Get Clarity With a Low-Effort Summary of Your Wonderfully Ordinary Life
This simple analog or digital habit reveals your unique patterns and perspective
If it isn’t written, it will be forgotten.
Some things are so poignant they’ll be etched in your heart forever, but those are the exceptions.
It’s in the smaller, repeated bits and pieces of your life that patterns are revealed. Patterns that help you see your past with clarity, and can give direction to your future.
Writing a few lines about my lived experience almost every day has given me perspective I don’t think I’d have gained any other way. It’s super cool to look back on, and I think you will benefit from doing it too.

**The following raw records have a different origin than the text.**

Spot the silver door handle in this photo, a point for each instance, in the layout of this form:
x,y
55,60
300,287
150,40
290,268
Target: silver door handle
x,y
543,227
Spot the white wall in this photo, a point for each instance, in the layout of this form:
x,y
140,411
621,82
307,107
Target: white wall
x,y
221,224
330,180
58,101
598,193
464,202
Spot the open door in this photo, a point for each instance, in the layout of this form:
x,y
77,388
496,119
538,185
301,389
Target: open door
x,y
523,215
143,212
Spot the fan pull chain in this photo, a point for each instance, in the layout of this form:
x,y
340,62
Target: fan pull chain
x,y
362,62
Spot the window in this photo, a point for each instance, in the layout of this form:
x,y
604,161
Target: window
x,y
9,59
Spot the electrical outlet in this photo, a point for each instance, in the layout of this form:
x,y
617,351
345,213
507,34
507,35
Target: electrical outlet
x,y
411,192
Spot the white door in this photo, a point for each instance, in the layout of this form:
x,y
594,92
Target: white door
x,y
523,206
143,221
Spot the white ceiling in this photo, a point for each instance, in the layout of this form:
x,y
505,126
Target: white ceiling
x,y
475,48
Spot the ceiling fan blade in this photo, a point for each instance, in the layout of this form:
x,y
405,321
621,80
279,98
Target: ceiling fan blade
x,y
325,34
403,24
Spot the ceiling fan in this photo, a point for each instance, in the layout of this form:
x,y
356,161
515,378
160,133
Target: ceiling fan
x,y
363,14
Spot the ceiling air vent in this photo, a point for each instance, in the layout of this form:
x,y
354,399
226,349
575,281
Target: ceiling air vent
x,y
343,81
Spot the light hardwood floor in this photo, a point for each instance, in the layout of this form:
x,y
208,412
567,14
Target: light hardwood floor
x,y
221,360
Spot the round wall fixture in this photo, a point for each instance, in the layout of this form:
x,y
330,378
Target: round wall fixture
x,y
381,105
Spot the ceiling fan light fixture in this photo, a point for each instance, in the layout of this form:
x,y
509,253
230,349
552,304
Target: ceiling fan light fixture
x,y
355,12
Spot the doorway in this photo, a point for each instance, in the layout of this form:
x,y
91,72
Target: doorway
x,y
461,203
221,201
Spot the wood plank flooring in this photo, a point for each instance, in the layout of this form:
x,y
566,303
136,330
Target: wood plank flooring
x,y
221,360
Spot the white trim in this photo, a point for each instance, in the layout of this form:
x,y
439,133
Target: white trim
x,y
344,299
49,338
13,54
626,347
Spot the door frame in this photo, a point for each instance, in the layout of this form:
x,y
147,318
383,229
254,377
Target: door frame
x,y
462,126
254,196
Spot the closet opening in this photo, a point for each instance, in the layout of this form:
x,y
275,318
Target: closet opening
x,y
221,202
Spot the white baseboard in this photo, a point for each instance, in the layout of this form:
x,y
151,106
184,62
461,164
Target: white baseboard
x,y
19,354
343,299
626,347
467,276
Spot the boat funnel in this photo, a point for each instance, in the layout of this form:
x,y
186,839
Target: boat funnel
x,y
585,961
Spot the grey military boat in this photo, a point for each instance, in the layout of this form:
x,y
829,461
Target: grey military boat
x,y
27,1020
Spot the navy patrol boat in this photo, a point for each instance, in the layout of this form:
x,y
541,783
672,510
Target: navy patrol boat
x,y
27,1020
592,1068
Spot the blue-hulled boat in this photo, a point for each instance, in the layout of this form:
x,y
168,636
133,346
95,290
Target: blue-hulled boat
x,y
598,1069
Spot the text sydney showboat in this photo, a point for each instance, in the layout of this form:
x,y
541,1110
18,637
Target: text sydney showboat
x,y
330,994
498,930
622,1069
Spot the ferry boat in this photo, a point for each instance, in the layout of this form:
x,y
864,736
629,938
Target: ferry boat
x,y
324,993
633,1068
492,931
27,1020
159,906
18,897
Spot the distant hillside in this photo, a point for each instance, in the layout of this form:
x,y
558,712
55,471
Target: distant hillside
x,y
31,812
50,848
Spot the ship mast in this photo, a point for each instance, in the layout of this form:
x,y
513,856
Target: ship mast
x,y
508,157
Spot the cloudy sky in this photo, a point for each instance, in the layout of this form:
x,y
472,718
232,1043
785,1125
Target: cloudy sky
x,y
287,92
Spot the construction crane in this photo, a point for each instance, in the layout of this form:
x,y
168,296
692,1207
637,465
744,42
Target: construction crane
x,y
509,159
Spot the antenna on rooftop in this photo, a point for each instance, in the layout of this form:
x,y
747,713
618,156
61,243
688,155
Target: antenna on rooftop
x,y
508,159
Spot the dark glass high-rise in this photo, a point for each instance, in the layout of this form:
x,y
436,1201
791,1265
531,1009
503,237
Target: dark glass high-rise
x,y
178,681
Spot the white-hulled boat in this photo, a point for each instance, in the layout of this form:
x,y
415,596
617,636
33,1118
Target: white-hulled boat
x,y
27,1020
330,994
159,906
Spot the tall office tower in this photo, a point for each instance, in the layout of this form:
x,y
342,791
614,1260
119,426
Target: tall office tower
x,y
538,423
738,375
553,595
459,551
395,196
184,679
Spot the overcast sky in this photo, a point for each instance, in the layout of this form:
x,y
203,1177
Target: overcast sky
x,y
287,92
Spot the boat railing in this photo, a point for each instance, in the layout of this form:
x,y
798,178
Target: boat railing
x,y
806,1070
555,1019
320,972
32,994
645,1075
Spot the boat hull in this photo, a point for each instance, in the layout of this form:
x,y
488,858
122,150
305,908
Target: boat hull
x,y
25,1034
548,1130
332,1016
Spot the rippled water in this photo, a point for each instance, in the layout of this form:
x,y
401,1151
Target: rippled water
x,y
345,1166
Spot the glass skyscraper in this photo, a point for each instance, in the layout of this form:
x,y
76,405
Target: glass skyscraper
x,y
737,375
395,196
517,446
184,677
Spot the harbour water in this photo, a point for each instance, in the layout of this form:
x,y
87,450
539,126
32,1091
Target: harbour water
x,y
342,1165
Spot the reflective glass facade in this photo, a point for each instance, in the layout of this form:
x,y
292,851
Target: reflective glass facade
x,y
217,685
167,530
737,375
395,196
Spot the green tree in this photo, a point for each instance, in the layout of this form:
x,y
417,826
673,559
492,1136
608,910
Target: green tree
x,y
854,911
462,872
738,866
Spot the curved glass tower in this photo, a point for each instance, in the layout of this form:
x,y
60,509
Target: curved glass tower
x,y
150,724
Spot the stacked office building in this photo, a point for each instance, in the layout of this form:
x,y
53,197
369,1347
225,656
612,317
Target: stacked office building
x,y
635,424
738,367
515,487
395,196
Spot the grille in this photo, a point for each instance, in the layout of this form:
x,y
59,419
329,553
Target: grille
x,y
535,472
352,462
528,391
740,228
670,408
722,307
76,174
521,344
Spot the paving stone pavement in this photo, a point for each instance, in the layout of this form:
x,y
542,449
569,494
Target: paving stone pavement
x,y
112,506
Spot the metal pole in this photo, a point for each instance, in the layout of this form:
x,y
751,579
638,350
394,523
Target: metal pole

In this article, I’m going to tell you about my analog and digital adventures with summarising my life, including how to keep a plain text 5-year diary that almost writes itself.
Patterns and lessons from 5 years of walking the talk
I’m on year 5 of my first 5-year diary. You can tell I’m a convert because the next diary is purchased and ready to go, and because I consider it worth the time to write about.
Looking back over the pages of my diary, here are some things I notice.
That accountant I was annoyed with? The same time the following year, she had passed away. Life comes, life goes. Be nice.
It seems I’m remarkably, repeatedly grateful for clean sheets to sleep in. Ordinary things can be a delight when they’re given the right amount of care and attention.
My family aren’t perfect, but they are preciously wonderful even when things aren’t going well. There’s no one more important than family and friends.
I have a little more weight to trim down now, in year 5, than I believed I did in year 1, but I’m less stressed about it today than I was then. Looking back helps me see choices and consequences unencumbered by feelings of shame. It’s okay that some things are hard to conquer.
That thing I was so excited about buying? Two years later I gave it away. Stuff doesn’t solve deeper problems. Life isn’t about the things we accumulate.
Regrets: things I wish I’d written more about
There’s value in life’s mundane details, even in reading what I made for family dinner three years ago, but I really wish I’d written more about my reactions, feelings, struggles—about the things I found hard, and what I did to overcome them.